8. FACEBOOK PHASE-OUT
Not only does Facebook have a dedicated Compassion Team – it also has tools that allow you to digitally fade out former lovers. Product designer, Emily Albert got thinking when she found it difficult to face her former flame’s Facebook post. Solution? Create a tool that prompts users to choose from a variety of phase-out options after changing their relationship status: “Take a Break. Here are some changes that might be helpful. We won’t notify Taylor of any changes you make. See less of Taylor. See Taylor on Facebook only if you visit his profile.”
9. CREATE YOUR ULTIMATE BREAK-UP FANTASY
Want to live in a world where your ex gets run over by a train? Where lovers rule and the cheats who have wronged them perish in a dinosaur attack? Well, now you can thanks to artist Laura Stokes and her collaborator Nichole Cordin who have created ‘Revenge Dioramas’ – based on break-up fantasies, which they photograph and post to their Facebook page. Countless stories of betrayal inspired Stokes to make her revenge dioramas: “I realized this is really a thing that women in particular need,” she told Mashable. “We need to laugh at men. With all the headlines about men taking away our reproductive rights, denying us justice in court for rape and sexual harassment, refusing to listen and believe women about their experiences, there’s a lot of justified rage in women right now,” she said. “This is just one way to feel some catharsis about that, to strike back just a little bit.”
10. REPLACE THE OLD WITH THE NEW
Constantly comparing? Hard to let yourself fall for new love? Matthew Swarts dealt with these questions he split up with a long-term girlfriend and then found a new one a year later. He channeled the change-over in two photo series. In Beth, he manipulates old photos of his ex-girlfriend so she slowly fades from view. In The Alternatives, he manipulates images of his new girlfriend to represent the complicated process of forging a new bond.
11. GET A MAKEOVER: “Love Raised Me Lipstick Saved Me.”
New York City based make-up artist, Angelique Velez founded Breakups to Makeup, an accessory & apparel line, showing that makeup is more than a simple product – it’s art.
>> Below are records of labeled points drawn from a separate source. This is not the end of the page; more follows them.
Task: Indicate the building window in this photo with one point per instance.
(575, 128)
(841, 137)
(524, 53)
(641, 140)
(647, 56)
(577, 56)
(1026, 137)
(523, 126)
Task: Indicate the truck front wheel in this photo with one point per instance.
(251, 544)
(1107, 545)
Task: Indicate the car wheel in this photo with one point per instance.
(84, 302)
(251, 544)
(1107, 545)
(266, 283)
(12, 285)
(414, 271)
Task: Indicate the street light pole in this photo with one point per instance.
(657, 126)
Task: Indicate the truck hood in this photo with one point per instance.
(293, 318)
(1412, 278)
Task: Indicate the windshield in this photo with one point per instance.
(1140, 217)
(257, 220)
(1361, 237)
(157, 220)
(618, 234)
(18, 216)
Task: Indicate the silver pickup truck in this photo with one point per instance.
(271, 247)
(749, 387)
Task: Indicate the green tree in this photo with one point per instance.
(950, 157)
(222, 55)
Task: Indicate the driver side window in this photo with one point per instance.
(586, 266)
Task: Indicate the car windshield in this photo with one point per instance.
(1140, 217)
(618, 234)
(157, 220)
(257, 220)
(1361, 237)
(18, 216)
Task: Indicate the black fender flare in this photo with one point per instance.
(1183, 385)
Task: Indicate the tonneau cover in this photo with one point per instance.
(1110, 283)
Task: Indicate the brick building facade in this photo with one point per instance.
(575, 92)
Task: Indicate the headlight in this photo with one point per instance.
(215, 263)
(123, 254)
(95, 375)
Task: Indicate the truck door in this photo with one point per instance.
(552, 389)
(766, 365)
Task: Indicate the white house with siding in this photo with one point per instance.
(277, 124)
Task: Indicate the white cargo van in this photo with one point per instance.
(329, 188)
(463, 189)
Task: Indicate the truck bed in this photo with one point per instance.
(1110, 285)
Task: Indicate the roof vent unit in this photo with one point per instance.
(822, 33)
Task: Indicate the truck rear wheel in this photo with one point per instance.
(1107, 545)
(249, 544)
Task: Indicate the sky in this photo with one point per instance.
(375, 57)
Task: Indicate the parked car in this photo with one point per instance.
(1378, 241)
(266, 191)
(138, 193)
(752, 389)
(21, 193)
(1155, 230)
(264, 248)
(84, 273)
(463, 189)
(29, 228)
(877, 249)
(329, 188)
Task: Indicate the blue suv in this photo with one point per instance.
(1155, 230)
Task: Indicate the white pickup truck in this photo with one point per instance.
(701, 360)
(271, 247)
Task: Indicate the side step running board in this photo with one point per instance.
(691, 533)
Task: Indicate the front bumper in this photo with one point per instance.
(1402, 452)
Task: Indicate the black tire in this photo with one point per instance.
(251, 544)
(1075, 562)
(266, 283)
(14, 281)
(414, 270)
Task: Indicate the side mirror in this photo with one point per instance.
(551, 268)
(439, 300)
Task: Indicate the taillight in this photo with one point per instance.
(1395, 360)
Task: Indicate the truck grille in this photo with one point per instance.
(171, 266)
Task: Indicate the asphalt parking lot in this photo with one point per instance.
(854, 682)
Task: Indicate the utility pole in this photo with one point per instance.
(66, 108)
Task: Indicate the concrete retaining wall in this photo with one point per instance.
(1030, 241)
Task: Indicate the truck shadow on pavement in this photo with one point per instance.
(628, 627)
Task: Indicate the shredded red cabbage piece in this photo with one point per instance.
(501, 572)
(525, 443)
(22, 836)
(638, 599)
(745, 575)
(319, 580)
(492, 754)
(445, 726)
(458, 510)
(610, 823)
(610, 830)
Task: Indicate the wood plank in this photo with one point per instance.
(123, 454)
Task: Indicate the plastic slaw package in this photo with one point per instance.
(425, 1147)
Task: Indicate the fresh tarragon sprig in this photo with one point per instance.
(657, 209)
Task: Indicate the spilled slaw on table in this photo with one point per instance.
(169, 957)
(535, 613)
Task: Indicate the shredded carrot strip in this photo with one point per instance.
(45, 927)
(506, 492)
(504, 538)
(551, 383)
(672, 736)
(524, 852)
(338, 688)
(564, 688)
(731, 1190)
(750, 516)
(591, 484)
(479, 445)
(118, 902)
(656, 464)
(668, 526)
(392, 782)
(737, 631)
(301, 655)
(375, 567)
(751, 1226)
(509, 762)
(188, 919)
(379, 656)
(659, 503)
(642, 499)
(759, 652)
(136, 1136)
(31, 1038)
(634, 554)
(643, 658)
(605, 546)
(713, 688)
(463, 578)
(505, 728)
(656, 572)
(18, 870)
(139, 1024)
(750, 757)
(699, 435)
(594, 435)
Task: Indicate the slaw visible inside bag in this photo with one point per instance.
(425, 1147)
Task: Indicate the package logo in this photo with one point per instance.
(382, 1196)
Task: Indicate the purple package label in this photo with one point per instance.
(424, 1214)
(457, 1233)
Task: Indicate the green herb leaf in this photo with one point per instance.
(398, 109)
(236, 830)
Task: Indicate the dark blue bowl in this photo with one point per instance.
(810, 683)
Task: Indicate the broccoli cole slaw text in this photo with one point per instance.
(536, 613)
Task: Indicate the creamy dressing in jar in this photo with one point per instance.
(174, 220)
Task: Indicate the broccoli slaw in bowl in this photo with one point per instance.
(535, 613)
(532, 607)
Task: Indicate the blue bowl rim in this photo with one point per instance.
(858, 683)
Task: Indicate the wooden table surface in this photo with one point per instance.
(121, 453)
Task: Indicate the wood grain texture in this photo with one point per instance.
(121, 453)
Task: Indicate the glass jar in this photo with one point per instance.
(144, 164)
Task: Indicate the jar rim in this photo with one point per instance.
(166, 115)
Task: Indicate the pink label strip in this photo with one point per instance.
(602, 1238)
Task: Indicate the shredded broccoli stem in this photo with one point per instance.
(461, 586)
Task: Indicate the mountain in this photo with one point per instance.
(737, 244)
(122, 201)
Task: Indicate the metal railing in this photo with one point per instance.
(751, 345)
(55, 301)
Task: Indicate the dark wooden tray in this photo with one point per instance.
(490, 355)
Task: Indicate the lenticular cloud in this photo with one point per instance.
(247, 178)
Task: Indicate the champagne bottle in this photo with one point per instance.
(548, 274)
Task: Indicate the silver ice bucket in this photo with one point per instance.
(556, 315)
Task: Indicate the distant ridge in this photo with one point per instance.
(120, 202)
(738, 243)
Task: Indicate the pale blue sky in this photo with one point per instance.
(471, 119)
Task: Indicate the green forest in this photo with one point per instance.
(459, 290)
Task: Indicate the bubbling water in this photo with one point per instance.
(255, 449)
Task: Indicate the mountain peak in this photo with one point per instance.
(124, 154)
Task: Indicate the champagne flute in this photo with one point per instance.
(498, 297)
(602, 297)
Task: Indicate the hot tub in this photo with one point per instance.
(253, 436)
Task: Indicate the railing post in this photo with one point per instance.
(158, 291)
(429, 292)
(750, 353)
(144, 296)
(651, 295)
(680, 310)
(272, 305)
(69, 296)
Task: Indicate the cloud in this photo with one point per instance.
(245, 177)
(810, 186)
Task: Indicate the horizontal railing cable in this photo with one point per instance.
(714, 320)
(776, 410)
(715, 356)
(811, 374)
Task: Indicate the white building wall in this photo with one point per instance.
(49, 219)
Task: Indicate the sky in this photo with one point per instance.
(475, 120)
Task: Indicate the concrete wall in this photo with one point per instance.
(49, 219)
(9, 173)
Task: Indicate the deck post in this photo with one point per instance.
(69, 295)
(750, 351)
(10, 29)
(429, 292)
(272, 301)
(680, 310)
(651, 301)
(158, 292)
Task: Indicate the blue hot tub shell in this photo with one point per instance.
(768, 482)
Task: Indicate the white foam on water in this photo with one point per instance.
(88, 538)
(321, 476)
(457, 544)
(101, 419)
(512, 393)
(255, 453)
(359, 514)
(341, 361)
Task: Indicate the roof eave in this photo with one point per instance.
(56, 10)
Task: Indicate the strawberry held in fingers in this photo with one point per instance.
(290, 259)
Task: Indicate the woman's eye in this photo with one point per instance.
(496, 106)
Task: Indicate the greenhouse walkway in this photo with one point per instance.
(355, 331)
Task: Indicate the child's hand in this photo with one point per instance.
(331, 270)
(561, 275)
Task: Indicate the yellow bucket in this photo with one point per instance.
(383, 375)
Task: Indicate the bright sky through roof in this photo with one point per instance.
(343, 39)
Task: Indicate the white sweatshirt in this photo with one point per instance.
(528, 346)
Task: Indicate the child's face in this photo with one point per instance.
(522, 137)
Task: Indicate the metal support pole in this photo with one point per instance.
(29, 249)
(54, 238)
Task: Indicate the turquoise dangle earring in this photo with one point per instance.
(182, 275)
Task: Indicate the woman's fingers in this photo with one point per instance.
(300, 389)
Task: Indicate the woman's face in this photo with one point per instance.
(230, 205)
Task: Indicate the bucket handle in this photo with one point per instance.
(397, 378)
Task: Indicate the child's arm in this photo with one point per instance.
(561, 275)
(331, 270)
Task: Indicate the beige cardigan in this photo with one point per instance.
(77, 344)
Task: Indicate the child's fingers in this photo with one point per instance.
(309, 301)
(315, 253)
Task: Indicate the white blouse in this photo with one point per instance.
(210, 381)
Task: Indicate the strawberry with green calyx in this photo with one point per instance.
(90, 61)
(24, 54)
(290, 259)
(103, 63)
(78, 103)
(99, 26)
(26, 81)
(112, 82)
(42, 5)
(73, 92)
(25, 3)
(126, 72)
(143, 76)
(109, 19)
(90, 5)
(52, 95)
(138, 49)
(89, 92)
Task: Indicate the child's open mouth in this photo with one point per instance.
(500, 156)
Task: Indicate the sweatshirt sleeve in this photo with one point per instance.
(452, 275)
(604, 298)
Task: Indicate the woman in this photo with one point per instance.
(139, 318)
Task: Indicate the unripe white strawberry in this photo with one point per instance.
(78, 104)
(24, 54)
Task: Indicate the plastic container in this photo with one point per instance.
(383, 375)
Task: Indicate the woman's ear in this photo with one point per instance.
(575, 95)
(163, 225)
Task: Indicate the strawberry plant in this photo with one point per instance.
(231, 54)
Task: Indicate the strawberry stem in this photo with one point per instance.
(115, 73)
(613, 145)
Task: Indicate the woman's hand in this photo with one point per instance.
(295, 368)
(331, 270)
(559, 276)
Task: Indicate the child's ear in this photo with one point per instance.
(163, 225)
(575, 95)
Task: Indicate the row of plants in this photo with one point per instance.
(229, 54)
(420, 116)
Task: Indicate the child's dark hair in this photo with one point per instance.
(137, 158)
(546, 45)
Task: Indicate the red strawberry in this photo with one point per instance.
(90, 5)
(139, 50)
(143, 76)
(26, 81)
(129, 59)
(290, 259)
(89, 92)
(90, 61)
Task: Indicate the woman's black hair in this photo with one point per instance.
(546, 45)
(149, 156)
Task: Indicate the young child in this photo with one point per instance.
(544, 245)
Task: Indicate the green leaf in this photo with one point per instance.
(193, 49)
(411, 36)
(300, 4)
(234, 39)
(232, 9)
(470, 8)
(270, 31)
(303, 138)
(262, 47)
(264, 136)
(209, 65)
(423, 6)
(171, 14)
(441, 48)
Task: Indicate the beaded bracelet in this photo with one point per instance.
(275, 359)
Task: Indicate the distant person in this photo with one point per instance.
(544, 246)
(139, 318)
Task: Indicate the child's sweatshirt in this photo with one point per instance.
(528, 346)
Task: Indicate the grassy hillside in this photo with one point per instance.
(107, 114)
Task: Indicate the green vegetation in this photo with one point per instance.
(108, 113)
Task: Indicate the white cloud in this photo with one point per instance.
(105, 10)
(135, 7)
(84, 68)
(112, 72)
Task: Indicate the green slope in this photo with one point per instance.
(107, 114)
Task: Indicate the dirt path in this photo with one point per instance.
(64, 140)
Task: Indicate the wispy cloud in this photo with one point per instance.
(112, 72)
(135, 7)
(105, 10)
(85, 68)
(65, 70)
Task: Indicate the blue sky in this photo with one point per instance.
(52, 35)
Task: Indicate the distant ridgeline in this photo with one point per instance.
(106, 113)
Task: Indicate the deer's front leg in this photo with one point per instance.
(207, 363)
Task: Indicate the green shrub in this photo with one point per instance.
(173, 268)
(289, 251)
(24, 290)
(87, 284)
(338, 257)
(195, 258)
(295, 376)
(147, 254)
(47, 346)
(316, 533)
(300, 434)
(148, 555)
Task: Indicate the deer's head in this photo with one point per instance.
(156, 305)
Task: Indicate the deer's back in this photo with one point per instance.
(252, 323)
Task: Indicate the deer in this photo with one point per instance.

And sometime the only thing better than saying it – is wearing it.
12. REBRAND YOURSELF
Take a leaf out of Nicole Leth’s book and rebound from a break-up by launching a business and becoming ridiculously successful. Founder of Sex + Ice Cream, a clothing brand that could be described as “breakup art,” based on “graphic patterns, bright colours, traditional fiber techniques mixed with modern processes, and honest storytelling of my girlhood.” Every fiber of Leth’s being goes into her designs—she’s literally personally attached. “All of the patterns and prints I use are scanned directly from my diary,” she told Nylon.